XuDong Wang is a final-year Ph.D. student in the Berkeley AI Research (BAIR) lab at UC Berkeley, advised by Prof. Trevor Darrell, and a Research Scientist on the Llama Research team at GenAI, Meta. He was previously a researcher at Google DeepMind (GDM) and the International Computer Science Institute (ICSI), and a research intern at Meta’s Fundamental AI Research (FAIR) labs and Generative AI (GenAI) Research team. His research focuses on self-supervised learning, multimodal models, and machine learning, with an emphasis on developing foundational AI systems that go beyond the constraints of human supervision.
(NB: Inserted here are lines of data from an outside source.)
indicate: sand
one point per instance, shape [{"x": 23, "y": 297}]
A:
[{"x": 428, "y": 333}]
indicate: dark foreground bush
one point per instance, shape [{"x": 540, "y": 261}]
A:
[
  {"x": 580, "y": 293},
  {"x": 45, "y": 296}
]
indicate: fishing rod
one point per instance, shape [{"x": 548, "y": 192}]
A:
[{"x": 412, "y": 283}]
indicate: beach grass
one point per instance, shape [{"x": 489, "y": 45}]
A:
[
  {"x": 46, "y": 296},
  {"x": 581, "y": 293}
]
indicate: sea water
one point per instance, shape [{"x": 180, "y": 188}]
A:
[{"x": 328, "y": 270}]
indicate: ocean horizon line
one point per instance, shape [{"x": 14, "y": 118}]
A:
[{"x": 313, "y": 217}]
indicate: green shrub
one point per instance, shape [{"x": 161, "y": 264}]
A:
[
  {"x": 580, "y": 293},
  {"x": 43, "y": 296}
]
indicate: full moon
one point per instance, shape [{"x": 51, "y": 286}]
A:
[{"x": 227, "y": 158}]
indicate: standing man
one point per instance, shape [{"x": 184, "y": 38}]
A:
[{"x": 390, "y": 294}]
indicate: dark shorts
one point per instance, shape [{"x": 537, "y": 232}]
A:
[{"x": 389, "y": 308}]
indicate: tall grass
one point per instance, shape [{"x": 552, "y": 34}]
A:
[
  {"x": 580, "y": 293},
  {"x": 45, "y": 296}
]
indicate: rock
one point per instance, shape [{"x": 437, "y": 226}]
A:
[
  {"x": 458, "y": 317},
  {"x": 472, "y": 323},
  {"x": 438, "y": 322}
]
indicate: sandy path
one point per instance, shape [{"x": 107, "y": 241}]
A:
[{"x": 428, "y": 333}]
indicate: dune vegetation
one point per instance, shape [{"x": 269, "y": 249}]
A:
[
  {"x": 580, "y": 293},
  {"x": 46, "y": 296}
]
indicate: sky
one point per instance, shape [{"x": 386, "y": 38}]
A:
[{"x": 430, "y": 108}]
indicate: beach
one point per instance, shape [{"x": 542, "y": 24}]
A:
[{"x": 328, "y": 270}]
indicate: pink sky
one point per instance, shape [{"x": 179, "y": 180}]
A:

By advancing self-supervised learning techniques for multimodal models—minimizing reliance on human-annotated data—he aims to build intelligent systems capable of understanding and interacting with their environment in ways that mirror, and potentially surpass, the complexity, adaptability, and richness of human intelligence. He is a recipient of the William Oldham Fellowship at UC Berkeley, awarded for outstanding graduate research in EECS.